Le Vendredi Saint n’est pas un jour ordinaire. On ne peut passer à côté de cet homme condamné et crucifié injustement sans se sentir mal à l’aise. On sent bien qu’il se passe quelque chose non ordinaire et qui touche à ce qui nous dépasse. On peut rester à regarder Jésus en croix comme des coupables incapables d’assumer leur acte ou cherchant à le minimiser. Il reste qu’on est là à regarder le Crucifié, le cœur gros de tant de violence et d’injustice, les yeux remplis des larmes de repentance, le corps tendu par trop de tension.
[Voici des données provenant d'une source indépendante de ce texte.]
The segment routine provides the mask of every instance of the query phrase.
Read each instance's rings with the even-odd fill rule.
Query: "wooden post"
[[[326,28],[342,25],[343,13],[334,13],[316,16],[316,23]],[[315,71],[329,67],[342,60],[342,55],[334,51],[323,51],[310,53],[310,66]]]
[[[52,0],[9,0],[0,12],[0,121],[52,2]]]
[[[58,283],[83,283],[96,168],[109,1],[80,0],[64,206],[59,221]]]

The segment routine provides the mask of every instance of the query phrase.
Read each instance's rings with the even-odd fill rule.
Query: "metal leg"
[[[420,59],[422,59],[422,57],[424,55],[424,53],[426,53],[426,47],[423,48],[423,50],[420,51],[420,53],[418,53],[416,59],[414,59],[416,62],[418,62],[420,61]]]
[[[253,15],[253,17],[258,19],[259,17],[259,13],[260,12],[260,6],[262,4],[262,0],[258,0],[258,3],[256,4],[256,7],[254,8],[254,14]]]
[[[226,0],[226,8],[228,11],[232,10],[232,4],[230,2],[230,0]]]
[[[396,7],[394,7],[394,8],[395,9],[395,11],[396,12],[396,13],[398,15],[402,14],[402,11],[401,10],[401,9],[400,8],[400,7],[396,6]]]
Jésus, le Messie et le Maître, esclave sur le bois et donnant sa vie pour les pécheurs afin qu’ils retrouvent le chemin du Père et qu’ils vivent de l’Esprit. Jésus, le Bien aimé, qui se laisse transpercer et emmener vers la tombe afin de racheter le genre humain. Jésus le Fils dont le cri de désespoir nous transperce encore le cœur ! Ce vendredi est saint car tout l’amour de Dieu s’exprime par le crucifié, toute la volonté de Dieu se joue, tout l’espérance du monde ne tient qu’à un fil. Avec Marie, au pied de la croix, nous ne regardons plus mais nous contemplons l’Auteur de la vie et la Sagesse Divine qui se donne par amour. Contemplons-le avec amour !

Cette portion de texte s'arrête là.